Speaker
Description
In the recent years a massive amount of raw viral genomic data has been produced and released in sequenced databases, leading to the paradoxical situation of generating the Domain of Unknown Function (DUF), the number one domain in knowledge databases. Together with bio-informatics prediction, the knowledge of the three-dimensional structures of DUF proteins is the key to unveil the full potential of viral genomic information. At the dawn of the century, cutting-edge research in structural biology moved in two distinct directions: either tightly focused long-term research in individual laboratories, or large consortia of structural biologists developing strategies to determine new protein structures rapidly.

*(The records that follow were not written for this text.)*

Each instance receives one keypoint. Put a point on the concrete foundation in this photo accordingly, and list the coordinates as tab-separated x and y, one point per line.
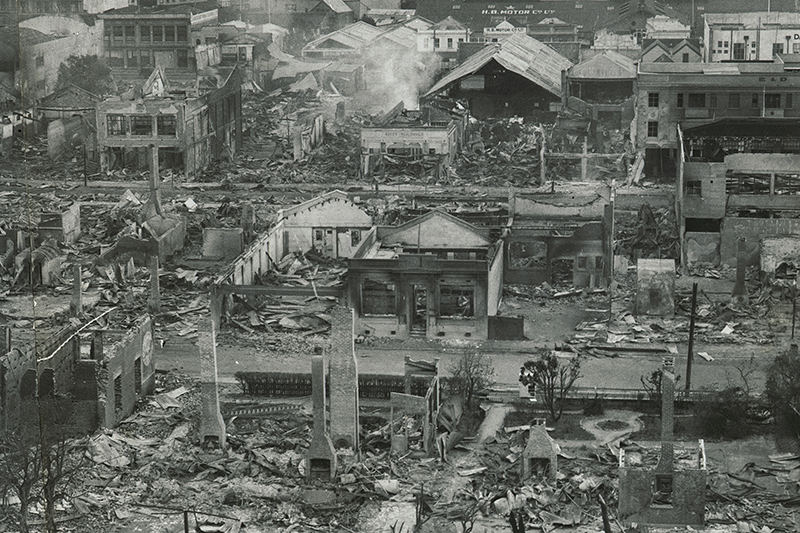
655	287
344	381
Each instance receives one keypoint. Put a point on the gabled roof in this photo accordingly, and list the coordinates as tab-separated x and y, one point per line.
520	54
337	6
352	36
314	202
399	36
449	24
609	65
445	217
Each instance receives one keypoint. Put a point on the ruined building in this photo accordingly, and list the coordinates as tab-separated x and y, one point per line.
188	132
674	492
434	276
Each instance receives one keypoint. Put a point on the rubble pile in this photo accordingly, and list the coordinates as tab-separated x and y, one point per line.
307	270
282	314
653	234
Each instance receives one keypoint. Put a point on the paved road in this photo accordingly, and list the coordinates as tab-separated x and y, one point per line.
622	372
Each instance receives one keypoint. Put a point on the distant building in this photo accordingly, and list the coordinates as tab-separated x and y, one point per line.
671	51
44	44
518	76
664	27
755	36
137	39
400	132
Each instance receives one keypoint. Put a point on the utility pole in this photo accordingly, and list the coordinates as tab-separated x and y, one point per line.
691	339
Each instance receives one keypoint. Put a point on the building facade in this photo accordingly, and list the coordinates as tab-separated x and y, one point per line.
692	94
756	36
136	40
189	133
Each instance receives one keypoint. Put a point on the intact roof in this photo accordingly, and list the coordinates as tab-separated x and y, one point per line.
450	24
520	54
174	9
609	65
670	45
756	19
747	127
309	204
293	67
337	6
353	36
438	213
80	97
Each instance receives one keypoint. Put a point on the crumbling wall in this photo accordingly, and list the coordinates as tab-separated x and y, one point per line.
254	261
64	227
128	373
16	362
636	498
702	247
655	287
778	250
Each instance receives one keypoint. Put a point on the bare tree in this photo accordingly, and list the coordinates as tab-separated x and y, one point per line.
472	372
552	378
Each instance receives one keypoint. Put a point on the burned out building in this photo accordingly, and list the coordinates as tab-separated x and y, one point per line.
747	196
434	276
95	388
557	238
518	76
413	136
330	225
698	94
188	132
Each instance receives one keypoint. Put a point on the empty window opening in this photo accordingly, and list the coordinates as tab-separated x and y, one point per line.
531	254
378	298
662	490
321	469
694	188
561	271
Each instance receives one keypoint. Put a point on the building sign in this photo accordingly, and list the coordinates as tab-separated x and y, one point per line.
205	16
511	10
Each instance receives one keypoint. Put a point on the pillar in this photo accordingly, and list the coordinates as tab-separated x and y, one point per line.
344	381
212	426
154	301
666	461
76	302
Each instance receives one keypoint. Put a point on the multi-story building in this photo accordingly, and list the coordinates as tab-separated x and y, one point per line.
754	36
137	39
188	133
693	94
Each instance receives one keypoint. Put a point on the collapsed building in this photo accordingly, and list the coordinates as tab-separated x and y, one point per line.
434	276
747	196
98	382
187	132
560	237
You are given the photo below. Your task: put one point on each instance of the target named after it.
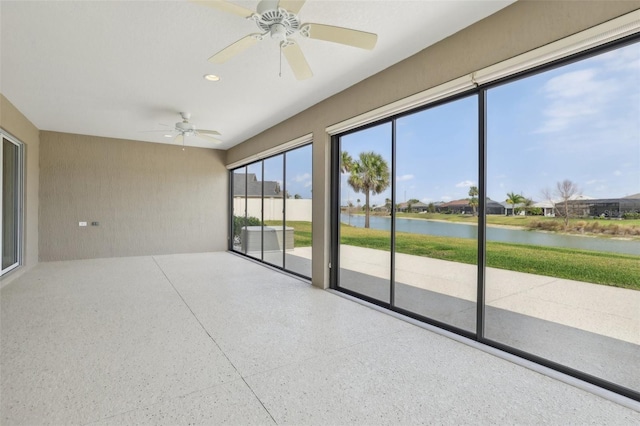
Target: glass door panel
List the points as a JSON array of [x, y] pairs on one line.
[[436, 213], [252, 231], [298, 210], [273, 210], [564, 158], [239, 207], [10, 204]]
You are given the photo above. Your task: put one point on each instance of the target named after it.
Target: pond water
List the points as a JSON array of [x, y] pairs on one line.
[[464, 230]]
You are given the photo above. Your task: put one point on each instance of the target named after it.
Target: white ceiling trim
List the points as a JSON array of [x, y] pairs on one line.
[[287, 146]]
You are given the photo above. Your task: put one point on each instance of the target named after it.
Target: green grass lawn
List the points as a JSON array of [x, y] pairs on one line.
[[599, 227], [618, 270], [612, 269]]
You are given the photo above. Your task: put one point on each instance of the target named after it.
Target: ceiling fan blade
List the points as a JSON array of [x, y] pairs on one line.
[[340, 35], [234, 49], [209, 138], [209, 132], [225, 7], [297, 61], [292, 6]]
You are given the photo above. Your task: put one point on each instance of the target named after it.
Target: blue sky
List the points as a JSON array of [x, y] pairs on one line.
[[579, 122], [298, 171]]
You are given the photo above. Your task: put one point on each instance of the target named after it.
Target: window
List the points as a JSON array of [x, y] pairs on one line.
[[271, 210], [11, 157]]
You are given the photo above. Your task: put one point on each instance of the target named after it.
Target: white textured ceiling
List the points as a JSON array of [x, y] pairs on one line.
[[120, 68]]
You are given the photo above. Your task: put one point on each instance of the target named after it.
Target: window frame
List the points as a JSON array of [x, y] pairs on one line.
[[19, 201]]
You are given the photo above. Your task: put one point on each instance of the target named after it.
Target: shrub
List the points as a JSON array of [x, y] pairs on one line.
[[631, 215]]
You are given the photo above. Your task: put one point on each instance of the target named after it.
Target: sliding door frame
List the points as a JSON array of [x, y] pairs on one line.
[[480, 91]]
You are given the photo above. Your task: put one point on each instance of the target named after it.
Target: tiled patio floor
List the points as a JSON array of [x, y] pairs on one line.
[[213, 338]]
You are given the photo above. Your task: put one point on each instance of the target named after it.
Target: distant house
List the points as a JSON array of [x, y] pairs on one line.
[[508, 208], [254, 187], [418, 207], [548, 208], [456, 207], [605, 207]]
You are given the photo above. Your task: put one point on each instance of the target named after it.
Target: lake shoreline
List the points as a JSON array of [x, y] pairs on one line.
[[510, 234], [518, 228]]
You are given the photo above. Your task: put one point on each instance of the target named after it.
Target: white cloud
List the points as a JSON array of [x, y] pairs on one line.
[[594, 181], [404, 178], [575, 96], [465, 184]]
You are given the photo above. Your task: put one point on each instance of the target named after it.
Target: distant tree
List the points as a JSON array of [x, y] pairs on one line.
[[410, 204], [513, 199], [528, 205], [369, 175], [563, 192], [473, 201]]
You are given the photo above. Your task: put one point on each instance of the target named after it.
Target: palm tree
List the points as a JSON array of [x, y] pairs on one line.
[[369, 175], [473, 202], [528, 205], [345, 162], [513, 199]]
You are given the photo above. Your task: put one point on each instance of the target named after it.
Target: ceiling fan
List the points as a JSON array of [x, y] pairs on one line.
[[280, 21], [185, 128]]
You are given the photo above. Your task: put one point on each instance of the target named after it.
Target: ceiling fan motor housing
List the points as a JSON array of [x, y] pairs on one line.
[[182, 126], [277, 21]]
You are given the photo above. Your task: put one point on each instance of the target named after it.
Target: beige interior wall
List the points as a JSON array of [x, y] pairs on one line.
[[521, 27], [16, 124], [147, 198]]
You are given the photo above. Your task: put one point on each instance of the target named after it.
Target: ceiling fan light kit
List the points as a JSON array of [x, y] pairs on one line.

On one hand, the latter succeeded in producing large numbers of homologous proteins, and generated advances in light sources, detectors, new algorithms and methods which benefit the entire community, however failed to unravel accurate structures for most viral DUF. On the other hand, the anticipated results that a small number of viral systems, studied in depth, would provide insights across the field of biology with the aid of genome-based comparative structural analysis, moved slower than expected. This was firstly due to the intrinsic complexity and plasticity of the viral models and the challenging molecular ensembles that need to be generated and stabilized prior to study. Secondly, a large part of the viral genome space falls under the category of the viral Dark Proteome (24% proteins & 25% of domains), for which very few new folds are unraveled and a lack of diversity in the known fold.
In the last decade viral human disease emerging from unforeseen viral family (Nidovirales, Mononegavirales, Bunyavirales, Flaviviridae) has stressed the critical necessity to solve the actual structure, to enlighten structural and functional oddities.